New software solutions aimed at streamlining the process of deploying commercial and industrial (C&I) energy storage and for correctly sizing energy storage for distributed solar have been launched in the US.
A “proprietary origination-to-operations software integration platform” for C&I customers called REenergyze has been launched by Colorado-headquartered developer and independent power producer (IPP) Catalyze.
Meanwhile, a “range of tools for solar professionals to size a battery backup system” to meet homeowners’ requirements has been added for the first time to Aurora Solar, a software platform for aiding solar design and sales.
Catalyze has its own 300MW pipeline of C&I projects in the development pipeline and now hopes the new software platform can help accelerate and scale up the adoption of energy storage by C&I customers. The company is backed by investment groups Yorktown Partners and EnCap Investments, the latter currently led by former First Solar CEO Jim Hughes.
“With their experience in delivering solar-plus-storage solutions, their technology platform, and substantial financial backing, the Catalyze team has all the elements required to become the leader in what is currently a highly-fragmented market that is ripe for roll-ups and consolidation,” Hughes said.
Catalyze is using the software platform to identify, evaluate and manage projects through their lifecycle from origination onwards. The company has already acquired more than 37MW of large distributed generation solar-plus-storage projects in multiple territories and is now on a wave of acquisitions of companies that can bolster its capabilities.
Catalyze hopes that using the software platform will help it to bring to the C&I sector the success the utility-scale solar sector has had in achieving efficiencies. The software helps streamline everything from project origination to development, construction and asset optimisation in solar and storage.
“As a company founded on the belief that technology has the power to enable efficient and substantial growth, we know that automating and standardising the origination-to-operations process is key to repeatability and scaling in the C&I sector,” Catalyze CEO Steve Luker said.
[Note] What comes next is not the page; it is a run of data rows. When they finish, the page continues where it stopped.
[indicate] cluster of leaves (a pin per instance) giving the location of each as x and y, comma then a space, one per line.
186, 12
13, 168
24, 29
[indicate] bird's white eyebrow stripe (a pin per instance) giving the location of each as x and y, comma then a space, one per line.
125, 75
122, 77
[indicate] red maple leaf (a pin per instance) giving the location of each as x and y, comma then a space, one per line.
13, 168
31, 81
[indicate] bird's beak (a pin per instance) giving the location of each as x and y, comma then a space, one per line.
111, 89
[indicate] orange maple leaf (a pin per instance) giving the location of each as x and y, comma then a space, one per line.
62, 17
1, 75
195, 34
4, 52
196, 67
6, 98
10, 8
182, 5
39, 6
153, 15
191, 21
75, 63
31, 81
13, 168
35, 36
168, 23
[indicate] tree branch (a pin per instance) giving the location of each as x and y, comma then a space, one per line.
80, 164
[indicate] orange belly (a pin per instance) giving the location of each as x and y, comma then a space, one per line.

Meanwhile, Aurora Solar’s new storage feature is somewhat analogous in what it aims to do to help solar installers that sell backup. As the company pointed out, utility power shutoffs and outages are becoming more commonplace in the US, certainly in states including New York and California.
Whether caused by extreme weather, natural disaster or electricity grid and market design, more and more solar customers want backup power, Aurora Solar said. According to a survey it conducted, some 70% of installers that responded already sell energy storage in the US, while Aurora claimed its software has to date been used to design and sell around 3.5 million solar systems worldwide. Installers will be able to customise the battery back up system from individual customers’ energy consumption data by taking into account how much PV generation they have.
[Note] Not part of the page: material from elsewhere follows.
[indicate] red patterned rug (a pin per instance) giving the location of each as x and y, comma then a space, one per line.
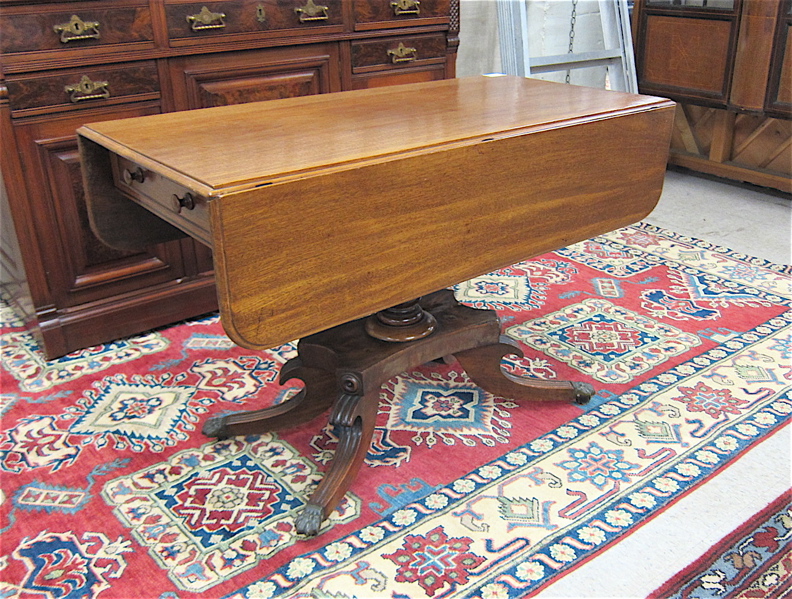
753, 562
110, 490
“We're thrilled to be able to offer installers the tools to design and sell solar and storage systems together, with the same accuracy and ease Aurora has always provided. Our new battery storage functionality will significantly reduce the time needed to design the appropriate storage backup system for the customer,” Aurora Solar co-founder Christopher Hopper said.
The software factors in how much power is going to be generated by onsite solar PV, how much of the customer’s load they want to be able to back up, how many batteries and inverters they have and how long they want to be able to back up for.